Le Hazreti-Shah-Zinde (le palais d’été de Timour[1]). — Ce palais conserve encore aujourd’hui les traces évidentes de sa splendeur ancienne. Ses bâtiments sont situés sur un exhaussement du sol, et on y arrive par quarante degrés de marbre. Au sommet est un pavillon sis à l’extrémité d’un petit jardin. Là plusieurs étroits corridors mènent à une grande pièce d’où vous arrivez par un corridor obscur à la tombe du saint, pour le moins aussi ténébreuse. Dans les diverses salles les briques de couleur et le pavé de mosaïque brillent du même éclat que s’ils étaient sortis la veille des mains de l’ouvrier.

Mesdjidi Timour (la Mosquée de Timour, située au midi de la ville) : ses dimensions et ses décorations en briques peintes rappellent la Medjidi-Shah d’Ispahan bâtie par ordre d’Abbas II, mais son dôme affecte la forme d’un melon. Les inscriptions tirées du Koran, rehaussées d’or, sont les plus belles que j’aie vues après celles des ruines de Sultanieh.

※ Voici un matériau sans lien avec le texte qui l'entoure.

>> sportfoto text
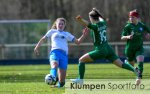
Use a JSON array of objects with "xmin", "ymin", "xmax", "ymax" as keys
[{"xmin": 70, "ymin": 83, "xmax": 145, "ymax": 91}]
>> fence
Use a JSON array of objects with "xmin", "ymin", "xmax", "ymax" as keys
[{"xmin": 0, "ymin": 42, "xmax": 150, "ymax": 60}]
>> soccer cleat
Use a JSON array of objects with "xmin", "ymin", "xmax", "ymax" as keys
[
  {"xmin": 70, "ymin": 78, "xmax": 83, "ymax": 85},
  {"xmin": 134, "ymin": 67, "xmax": 142, "ymax": 79},
  {"xmin": 135, "ymin": 78, "xmax": 141, "ymax": 86},
  {"xmin": 54, "ymin": 77, "xmax": 58, "ymax": 85},
  {"xmin": 124, "ymin": 59, "xmax": 128, "ymax": 64}
]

L’arche (citadelle). — On gravit pour monter à la citadelle une pente assez escarpée. Le Talari-Timour ou « salle d’audience de Timour » est une longue cour étroite entourée d’une espèce de cloître ou de trottoir couvert. Sur la face opposée aux spectateurs se trouve la célèbre Köktash (pierre verte) dont Timour avait fait le marchepied de son trône. Cette pierre qui a dix pieds de long et quatre de large, a été transportée, dit-on, de Brousse à l’endroit où on la voit aujourd’hui. Dans le mur sur la droite de la Köktash est une plaque de fer ovale et bombée qui ressemble à la moitié d’une noix de coco : une inscription arabe y est gravée en caractères kufites. On prétend qu’elle a été enlevée au trésor du sultan Bayazid-Yildérin et qu’elle a servi d’amulette à l’un des kalifs. Les émirs, en montant sur le trône, viennent rendre hommage à la Köktash.

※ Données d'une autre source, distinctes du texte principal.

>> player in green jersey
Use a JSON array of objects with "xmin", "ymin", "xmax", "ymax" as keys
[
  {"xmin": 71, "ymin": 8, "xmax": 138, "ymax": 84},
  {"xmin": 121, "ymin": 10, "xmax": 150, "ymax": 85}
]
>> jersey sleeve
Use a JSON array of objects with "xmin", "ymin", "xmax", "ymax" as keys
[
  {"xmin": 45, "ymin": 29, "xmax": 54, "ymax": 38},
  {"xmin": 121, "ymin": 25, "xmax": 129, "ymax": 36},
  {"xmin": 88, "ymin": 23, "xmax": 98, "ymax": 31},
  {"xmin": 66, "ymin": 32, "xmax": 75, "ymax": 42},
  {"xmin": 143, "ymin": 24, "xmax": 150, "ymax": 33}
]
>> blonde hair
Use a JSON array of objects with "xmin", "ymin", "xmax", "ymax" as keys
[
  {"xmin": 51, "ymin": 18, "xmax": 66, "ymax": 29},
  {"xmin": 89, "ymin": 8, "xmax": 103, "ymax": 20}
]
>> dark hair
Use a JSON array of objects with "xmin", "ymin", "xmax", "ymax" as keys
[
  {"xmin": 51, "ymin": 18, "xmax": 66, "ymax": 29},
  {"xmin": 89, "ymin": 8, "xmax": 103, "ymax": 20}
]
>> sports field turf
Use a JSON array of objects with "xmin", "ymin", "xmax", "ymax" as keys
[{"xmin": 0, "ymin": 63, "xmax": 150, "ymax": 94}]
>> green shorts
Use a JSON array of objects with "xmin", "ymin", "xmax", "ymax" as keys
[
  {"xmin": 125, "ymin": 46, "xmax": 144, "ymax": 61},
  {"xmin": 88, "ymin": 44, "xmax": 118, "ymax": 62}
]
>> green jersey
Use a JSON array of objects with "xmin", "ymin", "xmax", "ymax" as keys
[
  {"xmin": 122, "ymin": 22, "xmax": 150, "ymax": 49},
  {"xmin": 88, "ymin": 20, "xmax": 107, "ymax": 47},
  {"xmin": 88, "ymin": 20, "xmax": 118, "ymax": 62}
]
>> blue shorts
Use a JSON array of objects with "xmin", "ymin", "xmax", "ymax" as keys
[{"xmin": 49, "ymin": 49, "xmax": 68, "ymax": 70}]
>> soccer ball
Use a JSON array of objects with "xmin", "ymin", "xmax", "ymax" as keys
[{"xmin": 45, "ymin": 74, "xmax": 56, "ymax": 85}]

Turbeti-Timour (le sépulcre de Timour). — Ce monument, placé au sud-ouest, consiste en une élégante chapelle, couronnée d’un dôme splendide et entourée d’un mur ; dans ce mur extérieur s’ouvre une haute porte en arceaux des deux côtés de laquelle se dressent deux petits dômes reproduisant en miniature celui dont nous venons de parler. L’espace compris entre la muraille et la chapelle est planté d’arbres. L’entrée de la chapelle est à l’ouest et sa façade regarde le sud (kible) ainsi que le veut la loi. Au milieu, sous le dôme, c’est--

  1. C’est Tamerland, né en l’an 736 de l’hégire (1336 de J. C.).